Öyle ya da böyle, teknolojik iletişim araçlarının insan doğasını değiştirmesi olası değildir. World Future Society direktörü Amy Zalman, insan ilişkilerinin her zaman karmaşık ve sürekli değişen bir süreç olduğuna inanıyor. Birbirimizle iletişim kurduğumuz dil bile diğer araçlarla birlikte iletişim araçlarından biridir: sosyal ağlar, cep telefonları ve diğerleri. Teknolojiler hayatımızın daha derinlerine nüfuz eder ve insan karakterinin bir başka özelliği tetiklenir: kaçınılmaz olarak sürekli varlığına alışırız.

Bilim adamları-fütüristler inanıyor: yakında ortak akıl yoluyla iletişim kurabileceğiz.

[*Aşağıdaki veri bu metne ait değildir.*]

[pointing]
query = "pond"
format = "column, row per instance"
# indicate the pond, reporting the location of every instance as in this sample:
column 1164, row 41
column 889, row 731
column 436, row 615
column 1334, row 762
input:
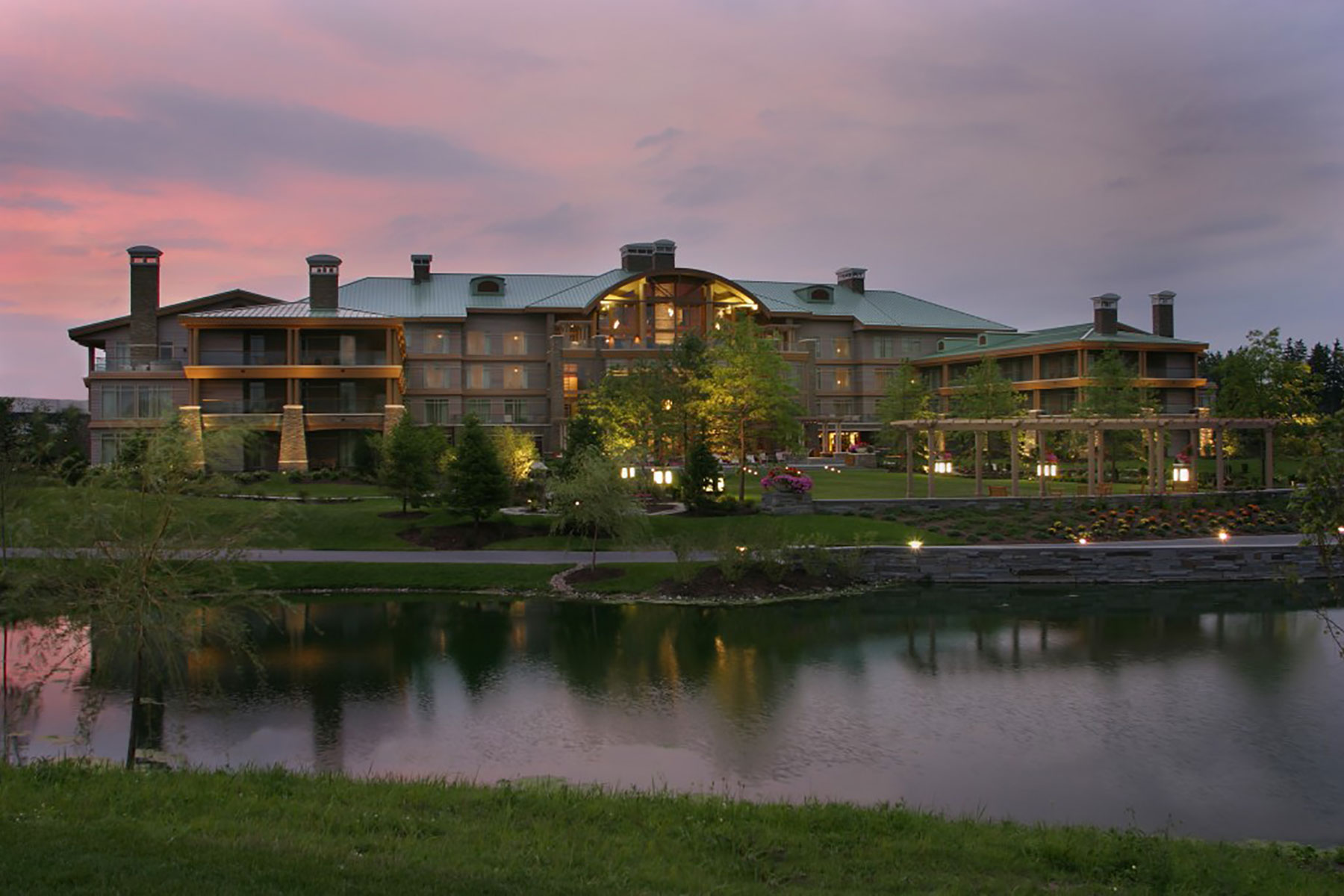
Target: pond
column 1216, row 724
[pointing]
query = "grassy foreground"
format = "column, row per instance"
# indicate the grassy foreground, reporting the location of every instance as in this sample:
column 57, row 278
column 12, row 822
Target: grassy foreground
column 72, row 828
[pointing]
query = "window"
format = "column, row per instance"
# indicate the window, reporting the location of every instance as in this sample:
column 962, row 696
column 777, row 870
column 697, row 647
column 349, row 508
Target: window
column 437, row 411
column 480, row 376
column 435, row 341
column 515, row 410
column 479, row 343
column 128, row 402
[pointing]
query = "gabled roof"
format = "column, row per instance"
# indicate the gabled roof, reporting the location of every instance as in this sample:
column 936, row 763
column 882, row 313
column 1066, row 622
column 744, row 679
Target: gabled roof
column 228, row 299
column 1036, row 340
column 871, row 308
column 289, row 311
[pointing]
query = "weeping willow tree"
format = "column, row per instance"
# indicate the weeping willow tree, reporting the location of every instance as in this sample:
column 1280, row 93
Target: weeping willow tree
column 144, row 568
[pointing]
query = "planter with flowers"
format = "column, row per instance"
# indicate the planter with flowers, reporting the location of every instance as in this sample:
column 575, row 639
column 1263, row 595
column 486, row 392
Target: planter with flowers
column 788, row 491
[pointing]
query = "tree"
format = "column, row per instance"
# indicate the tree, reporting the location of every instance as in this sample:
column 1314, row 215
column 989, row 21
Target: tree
column 517, row 453
column 747, row 398
column 1112, row 391
column 408, row 460
column 593, row 500
column 700, row 474
column 1319, row 504
column 476, row 482
column 987, row 394
column 1261, row 379
column 582, row 433
column 154, row 556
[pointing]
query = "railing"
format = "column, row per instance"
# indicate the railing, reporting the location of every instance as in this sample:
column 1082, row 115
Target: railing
column 332, row 358
column 268, row 406
column 125, row 364
column 344, row 406
column 241, row 358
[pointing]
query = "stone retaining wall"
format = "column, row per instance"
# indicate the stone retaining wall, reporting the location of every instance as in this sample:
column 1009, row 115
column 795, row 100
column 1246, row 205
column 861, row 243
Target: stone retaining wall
column 1026, row 501
column 1083, row 564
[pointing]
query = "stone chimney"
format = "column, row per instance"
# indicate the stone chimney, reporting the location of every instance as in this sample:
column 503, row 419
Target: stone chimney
column 420, row 267
column 1163, row 321
column 1105, row 314
column 665, row 254
column 323, row 282
column 851, row 279
column 144, row 304
column 638, row 257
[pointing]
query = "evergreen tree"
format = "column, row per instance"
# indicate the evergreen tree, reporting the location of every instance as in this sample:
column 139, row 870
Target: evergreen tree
column 408, row 462
column 476, row 481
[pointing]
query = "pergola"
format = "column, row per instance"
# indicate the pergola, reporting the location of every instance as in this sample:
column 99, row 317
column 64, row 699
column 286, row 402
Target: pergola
column 1154, row 429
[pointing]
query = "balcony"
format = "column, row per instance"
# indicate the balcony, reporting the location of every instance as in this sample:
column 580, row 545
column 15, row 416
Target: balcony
column 246, row 406
column 127, row 366
column 349, row 405
column 336, row 358
column 241, row 358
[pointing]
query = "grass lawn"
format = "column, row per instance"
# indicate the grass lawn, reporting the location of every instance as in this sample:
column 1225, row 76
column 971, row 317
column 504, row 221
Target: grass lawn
column 69, row 828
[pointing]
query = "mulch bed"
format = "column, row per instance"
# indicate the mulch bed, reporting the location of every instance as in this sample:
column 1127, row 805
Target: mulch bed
column 464, row 536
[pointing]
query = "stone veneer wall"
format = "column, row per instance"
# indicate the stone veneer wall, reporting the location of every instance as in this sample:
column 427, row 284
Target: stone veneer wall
column 1088, row 564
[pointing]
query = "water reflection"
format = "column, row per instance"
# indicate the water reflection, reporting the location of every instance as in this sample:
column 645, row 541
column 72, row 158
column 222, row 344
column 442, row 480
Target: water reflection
column 1221, row 722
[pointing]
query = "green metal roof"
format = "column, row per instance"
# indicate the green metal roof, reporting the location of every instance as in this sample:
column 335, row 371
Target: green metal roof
column 450, row 296
column 1035, row 340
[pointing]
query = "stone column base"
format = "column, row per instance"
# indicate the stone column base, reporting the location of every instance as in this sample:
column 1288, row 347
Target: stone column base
column 293, row 440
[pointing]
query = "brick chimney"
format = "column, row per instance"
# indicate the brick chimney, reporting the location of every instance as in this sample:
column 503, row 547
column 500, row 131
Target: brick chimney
column 638, row 257
column 1105, row 314
column 420, row 267
column 851, row 279
column 1164, row 323
column 144, row 304
column 665, row 254
column 323, row 282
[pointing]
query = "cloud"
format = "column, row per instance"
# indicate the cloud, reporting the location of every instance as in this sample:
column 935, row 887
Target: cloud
column 228, row 143
column 37, row 203
column 662, row 139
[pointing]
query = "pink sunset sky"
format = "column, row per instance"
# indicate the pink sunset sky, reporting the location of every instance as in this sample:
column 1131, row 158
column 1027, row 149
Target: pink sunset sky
column 1006, row 158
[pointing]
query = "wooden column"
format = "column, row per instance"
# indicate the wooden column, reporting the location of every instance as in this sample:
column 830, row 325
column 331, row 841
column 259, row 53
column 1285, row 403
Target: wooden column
column 1160, row 455
column 1269, row 457
column 930, row 462
column 1041, row 461
column 1219, row 461
column 910, row 464
column 980, row 465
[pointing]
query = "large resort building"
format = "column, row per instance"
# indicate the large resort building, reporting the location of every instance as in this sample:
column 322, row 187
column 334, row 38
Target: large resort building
column 314, row 376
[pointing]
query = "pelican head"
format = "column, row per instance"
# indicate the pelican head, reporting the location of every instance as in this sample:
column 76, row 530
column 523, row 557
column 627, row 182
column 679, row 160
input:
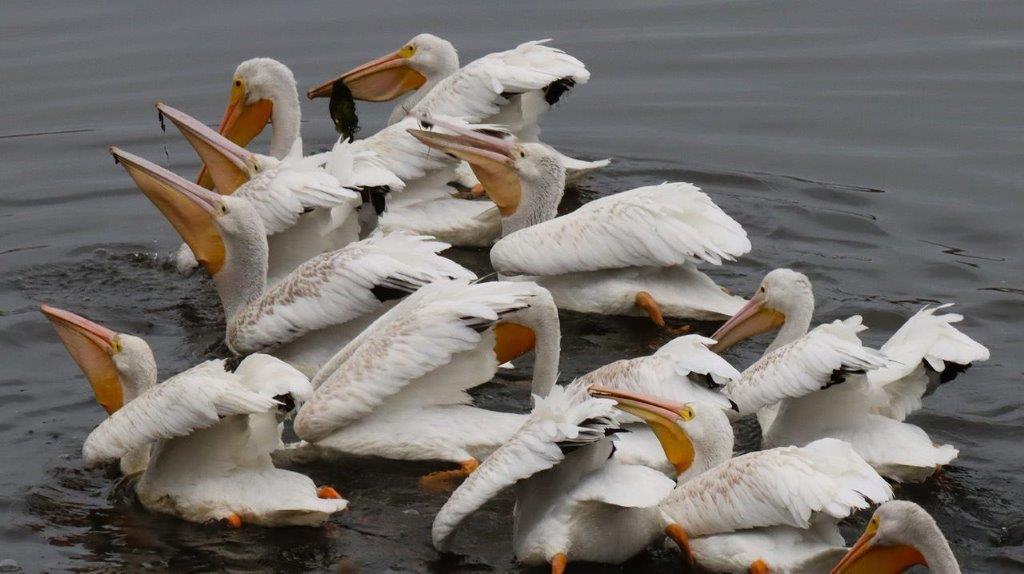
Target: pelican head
column 424, row 57
column 899, row 535
column 119, row 366
column 525, row 180
column 210, row 223
column 693, row 436
column 262, row 90
column 784, row 295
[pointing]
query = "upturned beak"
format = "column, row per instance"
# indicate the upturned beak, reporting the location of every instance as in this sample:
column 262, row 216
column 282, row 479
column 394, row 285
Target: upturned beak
column 92, row 347
column 868, row 558
column 189, row 208
column 754, row 318
column 379, row 80
column 243, row 121
column 512, row 341
column 662, row 416
column 223, row 160
column 492, row 159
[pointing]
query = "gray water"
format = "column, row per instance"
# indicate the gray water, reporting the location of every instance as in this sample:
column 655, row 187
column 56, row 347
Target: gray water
column 873, row 145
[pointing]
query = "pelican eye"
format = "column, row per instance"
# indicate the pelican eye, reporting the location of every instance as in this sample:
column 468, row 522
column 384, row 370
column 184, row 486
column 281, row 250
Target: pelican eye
column 686, row 412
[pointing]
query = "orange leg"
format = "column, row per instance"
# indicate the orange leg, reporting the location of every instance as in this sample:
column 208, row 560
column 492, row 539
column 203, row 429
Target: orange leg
column 471, row 193
column 443, row 480
column 328, row 492
column 644, row 301
column 678, row 535
column 558, row 564
column 232, row 520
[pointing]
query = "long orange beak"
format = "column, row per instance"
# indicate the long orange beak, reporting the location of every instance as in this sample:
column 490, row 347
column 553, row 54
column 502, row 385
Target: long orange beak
column 379, row 80
column 242, row 122
column 189, row 208
column 512, row 341
column 662, row 416
column 92, row 347
column 223, row 160
column 754, row 318
column 867, row 558
column 492, row 159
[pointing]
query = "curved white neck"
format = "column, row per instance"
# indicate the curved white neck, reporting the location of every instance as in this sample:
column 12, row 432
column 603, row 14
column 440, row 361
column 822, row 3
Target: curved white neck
column 798, row 321
column 540, row 204
column 285, row 120
column 933, row 545
column 548, row 344
column 243, row 277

Veya ayrı ayrı oluşturulmuş ideal bir dünyada bazı sanal varlıklar-avatarlar aracılığıyla birbirleriyle etkileşime girebilir. Ya da bir gün birileri yine de insan zihnini yapay bir bedene yerleştirmeyi başaracak.

Öyle ya da böyle, gerçek Aristo'nun zamanından beri geçerli: dışarı çıkmak, biriyle konuşmak ve yeni arkadaşlar edinmek için asla geç değildir. Sonuçta, bildiğiniz gibi mutluluk satın alınamaz.